Command line browser with js support

I'm not aware of an interactive browser with js support but you should have a look at PhantomJS which is defined as:

PhantomJS is a headless WebKit with JavaScript API. It has fast and native support for various web standards: DOM handling, CSS selector, JSON, Canvas, and SVG.

To get the page's content after it's been rendered:

$ phantomjs save_page.js http://example.com > ~/page.html

with save_page.js:

var system = require('system');
var page = require('webpage').create();

page.open(system.args[1], function()
{
    console.log(page.content);
    phantom.exit();
});

An interesting side-project is phantomjs-node which integrates PhantomJS with NodeJS, allowing the former to be used as a NodeJS module.


Edbrowse, an ed-style editor/browser optimized for blind users but appreciated by sysadmins for its scriptability, claims to support javascript based on Mozilla's engine. It's at http://the-brannons.com/edbrowse/.


According to the documentation for elinks, it supports JavaScript. See section 2.6.1 for information on installing SpiderMonkey.

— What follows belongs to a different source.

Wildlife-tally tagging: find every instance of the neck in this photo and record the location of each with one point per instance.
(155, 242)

If you are running linux, you can remote control Firefox using Ruby (and presumably other language bindings) with watir-webdriver, then after you have it working you can trick it into running without any display (but still hit the page, uploading downloading or scraping data) using Xvfb,


In case a PNG of the webpage is enough and you don't need the HTML source, you should be able to use webkit-image, a small command line utility that comes with Ubuntu. It's however not exactly a feature rich application, so it doesn't offer much customization, it might however be a good starting point for further hacking and thus maybe even allow getting the processed HTML output relatively easily.